WHO DO YOU SAY THAT I AM?
Friday of the Twenty-Fifth Week in Ordinary Time
My dear encountered couples:
Today Jesus is praying in solitude and his disciples were there with him. After a time, Jesus turned to his disciples and asked: “Who do the people say that I am?” Clearly Jesus wanted some feedback from the disciples. They said in reply: “Some say you are John the Baptist. Others believe you are Elijah or one of the ancient prophets who has arisen.” Jesus then asked: “But who do you say that I am?”
Many people in the past have claimed to be the Messiah, the savior, Jesus Christ in the flesh. And no doubt many will claim the same in the future. If they do not explicitly give those titles to themselves, they act as if they were the ones upon whom the salvation of mankind depends. Remember David Koresh of Waco, Texas? But no matter who tries to usurp the place of Christ, there is one test that only one has ever passed. Jesus himself specified that test.
“The Son of Man,” Jesus said, “must first endure many sufferings, be rejected by the elders, the high priests and the scribes, and be put to death, and then be raised up on the third day.” Maybe many Christ claimers have been rejected by people, made to suffer, even killed by those in authority, but have any of them ever come back from the dead? There is one man, and only one man, who has passed that test. I doubt that you or I will ever believe in and follow any other. But there are so-called messiahs not only in the personages of people, there are messiah claims in the guise of things.

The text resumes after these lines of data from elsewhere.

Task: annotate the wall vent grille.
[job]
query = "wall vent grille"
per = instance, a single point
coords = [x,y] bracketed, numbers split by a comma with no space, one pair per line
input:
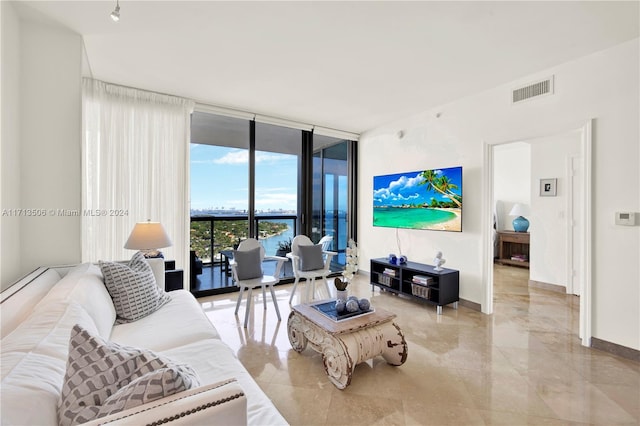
[533,90]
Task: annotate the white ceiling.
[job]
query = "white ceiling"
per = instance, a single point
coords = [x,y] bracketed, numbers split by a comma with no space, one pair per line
[345,65]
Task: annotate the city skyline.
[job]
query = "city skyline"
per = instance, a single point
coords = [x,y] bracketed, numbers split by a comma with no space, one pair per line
[219,179]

Do we not sometimes seek happiness and salvation in things? Do we not sometimes get deluded into thinking that this or that object or event, fantasy or fetish, circumstance or happening will bring into our lives heaven on earth? If so, then we are allowing a thing, not a person, to claim to be our messiah.
Jesus alone is God and savior. We must not forget that. He is the only one, the only thing, the only dream who has ever overcome death and destruction. Let us never even play with the idea of placing our hopes or our lives in the hands of any other.